Mon Dec 4th through Sat the 9th, 2017 at Long Beach Convention Center
This paper describes a method to transform networks learned on perspective images to take spherical images as input. This is an important problem as fisheye and 360-degree sensors become more and more ubiquitous but training data is relatively scarce. The method first transforms the network architecture to adapt the filter sizes and pooling operations to convolutions on a equirectangular representation/projection. Next the filters are learned to match the feature responses of the original network when considering the projections to the tangent plane of the respective feature response. The filters are pre-learned layer-by-layer and fine-tuned to output features as similar as possible to the original network projected to the tangent planes. Detection experiments on Pano2Vid and PASCAL demonstrate that the technique performs slightly below the optimal performance using per-pixel tangent projections (however significantly faster) while outperforming several baselines, including cube map projections.

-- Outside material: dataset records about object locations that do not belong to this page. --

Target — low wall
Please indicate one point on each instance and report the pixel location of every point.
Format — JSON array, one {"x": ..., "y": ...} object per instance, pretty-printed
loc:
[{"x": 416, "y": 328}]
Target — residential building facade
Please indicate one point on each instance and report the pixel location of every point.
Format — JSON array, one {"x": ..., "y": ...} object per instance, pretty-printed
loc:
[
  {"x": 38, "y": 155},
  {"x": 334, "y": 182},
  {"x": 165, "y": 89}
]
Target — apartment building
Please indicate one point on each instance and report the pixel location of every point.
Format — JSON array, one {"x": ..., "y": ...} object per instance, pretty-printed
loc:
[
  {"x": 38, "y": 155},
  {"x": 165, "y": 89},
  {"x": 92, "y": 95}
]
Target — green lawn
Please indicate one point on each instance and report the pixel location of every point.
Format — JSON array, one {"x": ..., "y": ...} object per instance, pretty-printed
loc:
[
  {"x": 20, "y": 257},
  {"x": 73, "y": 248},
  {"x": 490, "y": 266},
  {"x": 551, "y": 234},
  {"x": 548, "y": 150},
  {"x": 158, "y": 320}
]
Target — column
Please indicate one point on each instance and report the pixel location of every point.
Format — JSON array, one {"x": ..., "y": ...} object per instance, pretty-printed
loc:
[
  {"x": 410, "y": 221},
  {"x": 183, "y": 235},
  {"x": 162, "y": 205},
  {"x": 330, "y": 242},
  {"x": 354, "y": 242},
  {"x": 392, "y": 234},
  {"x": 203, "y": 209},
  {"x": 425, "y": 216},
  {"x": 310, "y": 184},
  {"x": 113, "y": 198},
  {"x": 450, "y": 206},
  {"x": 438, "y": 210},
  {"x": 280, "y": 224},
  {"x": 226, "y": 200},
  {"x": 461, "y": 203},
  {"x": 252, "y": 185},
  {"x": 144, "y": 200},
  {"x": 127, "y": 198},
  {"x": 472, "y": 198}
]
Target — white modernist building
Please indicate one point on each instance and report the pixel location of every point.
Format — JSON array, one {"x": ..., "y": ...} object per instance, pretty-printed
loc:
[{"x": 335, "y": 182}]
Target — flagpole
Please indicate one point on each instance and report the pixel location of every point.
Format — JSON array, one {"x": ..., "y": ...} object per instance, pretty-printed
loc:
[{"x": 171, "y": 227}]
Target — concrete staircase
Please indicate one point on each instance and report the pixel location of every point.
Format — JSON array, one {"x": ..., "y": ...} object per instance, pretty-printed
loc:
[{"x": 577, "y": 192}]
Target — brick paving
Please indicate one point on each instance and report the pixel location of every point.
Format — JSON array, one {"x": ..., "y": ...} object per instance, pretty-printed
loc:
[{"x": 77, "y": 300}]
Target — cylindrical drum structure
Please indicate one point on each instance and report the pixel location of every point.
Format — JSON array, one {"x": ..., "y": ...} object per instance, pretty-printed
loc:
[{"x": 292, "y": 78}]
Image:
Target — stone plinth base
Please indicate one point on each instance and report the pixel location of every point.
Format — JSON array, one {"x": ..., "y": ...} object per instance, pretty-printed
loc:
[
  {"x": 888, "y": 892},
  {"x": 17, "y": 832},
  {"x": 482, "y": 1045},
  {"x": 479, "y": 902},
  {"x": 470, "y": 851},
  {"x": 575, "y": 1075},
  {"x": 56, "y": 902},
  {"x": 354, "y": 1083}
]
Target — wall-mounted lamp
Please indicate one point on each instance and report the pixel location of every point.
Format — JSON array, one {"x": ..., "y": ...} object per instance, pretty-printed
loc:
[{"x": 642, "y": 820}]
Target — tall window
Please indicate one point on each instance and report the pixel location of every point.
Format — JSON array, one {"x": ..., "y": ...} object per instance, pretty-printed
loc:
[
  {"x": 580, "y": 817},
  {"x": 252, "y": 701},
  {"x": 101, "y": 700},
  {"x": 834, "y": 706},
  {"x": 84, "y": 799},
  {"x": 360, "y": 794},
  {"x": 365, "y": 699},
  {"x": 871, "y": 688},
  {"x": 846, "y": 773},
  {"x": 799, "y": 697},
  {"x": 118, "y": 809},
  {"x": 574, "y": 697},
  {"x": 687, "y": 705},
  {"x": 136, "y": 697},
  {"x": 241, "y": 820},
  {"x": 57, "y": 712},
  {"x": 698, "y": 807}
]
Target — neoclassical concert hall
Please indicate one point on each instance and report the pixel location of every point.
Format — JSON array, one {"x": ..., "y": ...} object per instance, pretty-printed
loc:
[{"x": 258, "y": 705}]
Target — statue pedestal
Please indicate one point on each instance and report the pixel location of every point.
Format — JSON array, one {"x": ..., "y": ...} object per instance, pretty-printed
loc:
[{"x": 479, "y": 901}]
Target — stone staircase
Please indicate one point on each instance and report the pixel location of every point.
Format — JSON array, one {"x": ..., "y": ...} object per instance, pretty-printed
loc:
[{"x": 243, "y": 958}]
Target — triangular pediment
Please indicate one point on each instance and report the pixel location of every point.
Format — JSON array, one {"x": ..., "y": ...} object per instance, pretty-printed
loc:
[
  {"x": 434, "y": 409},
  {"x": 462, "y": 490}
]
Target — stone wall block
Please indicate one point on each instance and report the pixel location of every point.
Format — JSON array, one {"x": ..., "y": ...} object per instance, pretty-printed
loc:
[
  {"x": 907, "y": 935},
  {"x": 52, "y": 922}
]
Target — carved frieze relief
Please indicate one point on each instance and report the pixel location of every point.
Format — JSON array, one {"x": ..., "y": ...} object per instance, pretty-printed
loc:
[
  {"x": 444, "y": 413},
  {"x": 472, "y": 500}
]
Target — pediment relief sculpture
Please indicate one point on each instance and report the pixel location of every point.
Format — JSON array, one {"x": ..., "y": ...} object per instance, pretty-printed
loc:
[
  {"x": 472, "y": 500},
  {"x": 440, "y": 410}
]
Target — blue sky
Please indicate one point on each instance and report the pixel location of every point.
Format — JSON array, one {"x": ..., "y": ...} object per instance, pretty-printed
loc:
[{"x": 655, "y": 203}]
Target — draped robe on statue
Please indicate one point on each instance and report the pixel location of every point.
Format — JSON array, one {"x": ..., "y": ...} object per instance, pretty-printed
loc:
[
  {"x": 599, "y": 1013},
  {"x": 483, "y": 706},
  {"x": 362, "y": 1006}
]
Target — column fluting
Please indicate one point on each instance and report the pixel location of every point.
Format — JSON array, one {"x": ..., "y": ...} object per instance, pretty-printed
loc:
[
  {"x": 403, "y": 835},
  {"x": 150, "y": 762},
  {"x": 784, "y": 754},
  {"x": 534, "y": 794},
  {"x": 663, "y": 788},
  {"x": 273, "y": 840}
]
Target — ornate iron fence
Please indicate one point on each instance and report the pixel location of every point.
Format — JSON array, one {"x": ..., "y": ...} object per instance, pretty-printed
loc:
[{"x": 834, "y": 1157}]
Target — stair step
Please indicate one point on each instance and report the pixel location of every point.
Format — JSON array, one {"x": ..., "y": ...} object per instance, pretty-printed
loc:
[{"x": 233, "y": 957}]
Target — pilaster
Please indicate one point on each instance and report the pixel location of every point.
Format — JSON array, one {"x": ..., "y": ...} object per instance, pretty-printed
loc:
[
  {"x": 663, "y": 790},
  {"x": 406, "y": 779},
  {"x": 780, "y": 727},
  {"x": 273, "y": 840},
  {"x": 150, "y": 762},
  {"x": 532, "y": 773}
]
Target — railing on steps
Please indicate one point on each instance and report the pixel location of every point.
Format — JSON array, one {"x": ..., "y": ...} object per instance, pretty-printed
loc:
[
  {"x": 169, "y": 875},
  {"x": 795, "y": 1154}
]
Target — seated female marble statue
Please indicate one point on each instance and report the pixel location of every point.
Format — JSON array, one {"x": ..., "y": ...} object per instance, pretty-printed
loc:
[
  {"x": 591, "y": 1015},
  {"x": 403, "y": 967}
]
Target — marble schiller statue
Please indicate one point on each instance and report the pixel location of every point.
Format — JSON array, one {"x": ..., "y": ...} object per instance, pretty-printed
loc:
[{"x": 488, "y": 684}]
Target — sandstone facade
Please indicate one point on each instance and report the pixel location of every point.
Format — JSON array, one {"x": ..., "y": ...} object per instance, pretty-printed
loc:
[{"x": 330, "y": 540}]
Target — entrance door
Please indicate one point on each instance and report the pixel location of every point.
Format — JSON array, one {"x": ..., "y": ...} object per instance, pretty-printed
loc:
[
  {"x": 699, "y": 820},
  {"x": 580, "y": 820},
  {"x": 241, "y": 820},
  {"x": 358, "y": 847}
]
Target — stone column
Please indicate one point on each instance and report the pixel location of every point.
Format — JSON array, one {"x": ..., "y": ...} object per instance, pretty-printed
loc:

The paper is well written and largely easy to read. While simple and sometimes quite ad hoc (Sec 3.2), I like the idea and am not aware of any closely related work (though I am not an expert in that domain). The technical novelty is quite limited though as it largely boils down to retraining a newly structured network on equirectangular images based on a pre-trained model. I think the experiments still warrant publication (though I would have believed that a pure computer vision venue would be more appropriate than NIPS due to the specific application), so overall I am slightly on the positive side.
Detailed comments (in order of the paper):
Introduction: The upper bound the method can achieved is defined by running a CNN on all possible tangent projections. This seems fair, but does not deal with very large and close objects which would be quite distorted on the tangent plane (and occur frequently in 360 degree videos / GoPro Videos / etc). I don't think this is a weakness but maybe a comment on this might be good.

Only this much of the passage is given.